Playing at Monarchy: Sport as Metaphor in Nineteenth-Century France

Synopsis

For centuries sports have been used to mask or to uncover important social and political problems, and there is no better example of this than France during the nineteenth century, when it changed from monarchy to empire to republic. Prior to the French Revolution, sports and games were the exclusive domain of the nobility. The revolution, however, challenged the notion of noble privilege, and leisure activities began spreading to all levels of society. Games either evolved from Old Regime spectacles into bourgeois pastimes, such as hunting, or died out altogether, as did trictrac. During this period, sports and games became the symbolic cultural battlefield of an emerging modern state.

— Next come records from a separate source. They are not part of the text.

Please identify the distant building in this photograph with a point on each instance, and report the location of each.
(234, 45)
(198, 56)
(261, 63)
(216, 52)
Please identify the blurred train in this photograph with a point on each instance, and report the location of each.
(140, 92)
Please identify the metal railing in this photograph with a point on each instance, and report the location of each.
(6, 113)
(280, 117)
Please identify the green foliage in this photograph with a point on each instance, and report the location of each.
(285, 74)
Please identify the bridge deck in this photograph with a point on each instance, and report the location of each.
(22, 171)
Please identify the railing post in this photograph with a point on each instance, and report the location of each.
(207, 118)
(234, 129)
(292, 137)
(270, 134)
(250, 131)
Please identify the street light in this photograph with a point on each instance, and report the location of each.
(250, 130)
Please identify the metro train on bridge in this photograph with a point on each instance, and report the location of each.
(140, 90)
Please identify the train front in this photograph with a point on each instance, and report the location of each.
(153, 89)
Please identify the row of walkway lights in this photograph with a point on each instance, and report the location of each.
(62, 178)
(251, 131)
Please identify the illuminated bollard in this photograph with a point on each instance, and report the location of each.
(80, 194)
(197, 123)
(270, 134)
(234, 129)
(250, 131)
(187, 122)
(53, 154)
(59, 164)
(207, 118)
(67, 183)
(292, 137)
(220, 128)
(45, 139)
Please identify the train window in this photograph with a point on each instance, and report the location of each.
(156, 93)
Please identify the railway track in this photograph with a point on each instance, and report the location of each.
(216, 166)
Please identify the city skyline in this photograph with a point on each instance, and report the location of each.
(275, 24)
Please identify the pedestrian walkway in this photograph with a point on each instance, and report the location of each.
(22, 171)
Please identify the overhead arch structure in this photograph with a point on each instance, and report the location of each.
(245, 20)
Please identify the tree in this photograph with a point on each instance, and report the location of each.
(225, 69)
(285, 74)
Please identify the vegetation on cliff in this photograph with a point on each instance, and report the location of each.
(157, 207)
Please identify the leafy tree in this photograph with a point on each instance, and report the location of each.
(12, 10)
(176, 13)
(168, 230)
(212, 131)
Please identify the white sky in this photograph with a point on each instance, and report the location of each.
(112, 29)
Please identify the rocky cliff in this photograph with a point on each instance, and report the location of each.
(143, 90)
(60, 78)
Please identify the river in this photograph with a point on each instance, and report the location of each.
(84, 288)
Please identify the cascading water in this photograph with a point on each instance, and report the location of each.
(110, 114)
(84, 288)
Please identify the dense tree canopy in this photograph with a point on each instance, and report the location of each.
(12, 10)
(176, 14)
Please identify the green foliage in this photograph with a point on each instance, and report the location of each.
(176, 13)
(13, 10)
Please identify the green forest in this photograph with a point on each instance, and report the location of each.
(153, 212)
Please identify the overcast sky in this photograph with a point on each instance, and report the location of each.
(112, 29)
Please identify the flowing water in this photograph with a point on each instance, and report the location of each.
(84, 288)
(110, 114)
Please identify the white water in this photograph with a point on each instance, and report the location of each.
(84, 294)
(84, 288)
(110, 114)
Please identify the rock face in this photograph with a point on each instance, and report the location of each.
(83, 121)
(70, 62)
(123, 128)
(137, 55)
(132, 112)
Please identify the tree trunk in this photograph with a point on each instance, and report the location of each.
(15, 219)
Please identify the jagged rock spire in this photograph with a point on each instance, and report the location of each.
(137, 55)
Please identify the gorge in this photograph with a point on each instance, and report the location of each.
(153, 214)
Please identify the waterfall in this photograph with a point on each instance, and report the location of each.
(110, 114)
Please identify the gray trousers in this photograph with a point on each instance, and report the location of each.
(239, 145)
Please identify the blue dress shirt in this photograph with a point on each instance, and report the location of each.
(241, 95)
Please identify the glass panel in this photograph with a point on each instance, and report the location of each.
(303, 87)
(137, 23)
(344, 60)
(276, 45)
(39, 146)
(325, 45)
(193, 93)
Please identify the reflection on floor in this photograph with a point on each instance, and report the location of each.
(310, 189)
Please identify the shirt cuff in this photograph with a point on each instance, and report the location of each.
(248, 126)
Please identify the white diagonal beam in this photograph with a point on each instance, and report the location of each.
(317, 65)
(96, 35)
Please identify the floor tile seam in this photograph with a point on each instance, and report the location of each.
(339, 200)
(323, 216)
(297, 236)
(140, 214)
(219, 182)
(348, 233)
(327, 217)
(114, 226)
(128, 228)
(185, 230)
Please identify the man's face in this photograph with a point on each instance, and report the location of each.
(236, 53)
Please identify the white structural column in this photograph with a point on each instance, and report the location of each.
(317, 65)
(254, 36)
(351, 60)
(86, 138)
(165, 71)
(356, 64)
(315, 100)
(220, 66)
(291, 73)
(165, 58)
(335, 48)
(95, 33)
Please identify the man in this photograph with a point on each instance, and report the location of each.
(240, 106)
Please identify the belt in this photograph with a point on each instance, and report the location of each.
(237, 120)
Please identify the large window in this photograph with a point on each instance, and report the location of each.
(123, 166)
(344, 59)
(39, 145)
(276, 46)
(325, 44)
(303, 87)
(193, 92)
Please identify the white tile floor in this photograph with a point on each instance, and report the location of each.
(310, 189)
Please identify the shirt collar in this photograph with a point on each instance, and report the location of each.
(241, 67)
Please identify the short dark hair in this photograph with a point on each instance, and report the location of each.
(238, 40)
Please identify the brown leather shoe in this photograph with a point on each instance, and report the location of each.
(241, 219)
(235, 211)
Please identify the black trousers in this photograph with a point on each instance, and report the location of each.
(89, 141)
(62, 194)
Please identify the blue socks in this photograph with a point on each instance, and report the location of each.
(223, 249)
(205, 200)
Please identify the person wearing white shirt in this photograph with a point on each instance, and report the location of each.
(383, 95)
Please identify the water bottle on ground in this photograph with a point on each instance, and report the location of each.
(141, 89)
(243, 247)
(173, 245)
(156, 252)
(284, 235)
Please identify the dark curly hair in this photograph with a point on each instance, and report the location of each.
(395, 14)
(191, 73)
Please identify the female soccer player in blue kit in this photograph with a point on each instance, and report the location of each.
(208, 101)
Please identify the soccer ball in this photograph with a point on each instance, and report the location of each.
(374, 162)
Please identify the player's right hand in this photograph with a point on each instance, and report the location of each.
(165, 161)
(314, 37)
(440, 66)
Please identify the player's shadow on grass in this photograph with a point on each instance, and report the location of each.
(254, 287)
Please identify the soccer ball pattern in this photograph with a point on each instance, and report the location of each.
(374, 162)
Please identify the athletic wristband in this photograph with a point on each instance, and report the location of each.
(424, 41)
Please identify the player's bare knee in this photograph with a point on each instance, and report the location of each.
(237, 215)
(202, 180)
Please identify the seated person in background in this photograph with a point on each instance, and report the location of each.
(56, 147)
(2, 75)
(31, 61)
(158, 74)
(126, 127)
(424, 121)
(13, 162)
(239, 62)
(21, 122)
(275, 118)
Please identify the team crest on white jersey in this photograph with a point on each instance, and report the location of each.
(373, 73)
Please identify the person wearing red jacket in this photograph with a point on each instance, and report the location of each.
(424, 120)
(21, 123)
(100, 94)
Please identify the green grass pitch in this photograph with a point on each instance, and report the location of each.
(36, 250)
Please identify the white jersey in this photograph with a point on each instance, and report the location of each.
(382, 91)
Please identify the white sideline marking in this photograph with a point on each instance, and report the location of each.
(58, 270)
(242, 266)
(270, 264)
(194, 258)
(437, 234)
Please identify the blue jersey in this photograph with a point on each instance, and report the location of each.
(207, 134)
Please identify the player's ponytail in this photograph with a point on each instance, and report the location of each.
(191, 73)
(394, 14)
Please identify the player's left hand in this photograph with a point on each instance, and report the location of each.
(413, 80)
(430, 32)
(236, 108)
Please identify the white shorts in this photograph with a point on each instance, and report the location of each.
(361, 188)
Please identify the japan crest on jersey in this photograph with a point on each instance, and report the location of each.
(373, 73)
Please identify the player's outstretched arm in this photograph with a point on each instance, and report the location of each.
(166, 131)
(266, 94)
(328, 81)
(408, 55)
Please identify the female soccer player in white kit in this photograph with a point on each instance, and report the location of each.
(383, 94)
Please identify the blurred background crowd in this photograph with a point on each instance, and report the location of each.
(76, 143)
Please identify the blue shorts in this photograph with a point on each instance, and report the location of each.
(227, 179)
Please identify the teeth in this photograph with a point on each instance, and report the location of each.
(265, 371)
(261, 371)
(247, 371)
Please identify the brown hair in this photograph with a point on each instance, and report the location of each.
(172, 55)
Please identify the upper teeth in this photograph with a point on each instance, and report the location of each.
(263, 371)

Playing at Monarchy looks at the ways sports and games (tennis, fencing, bullfighting, chess, trictrac, hunting, and the Olympics) are metaphorically used to defend and subvert, to praise and mock both class and political power structures in nineteenth-century France. Corry Cropper examines what shaped these games of the nineteenth-century and how they appeared as allegory in French literature (in the fiction of Balzac, Mérimée, and Flaubert), and in newspapers, historical studies, and even game manuals. Throughout, he shows how the representation of play in all types of literature mirrors the most important social and political rifts in postrevolutionary France, while also serving as propaganda for competing political agendas. Though its focus is on France, Playing at Monarchy hints at the way these nineteenth-century developments inform perceptions of sport even today.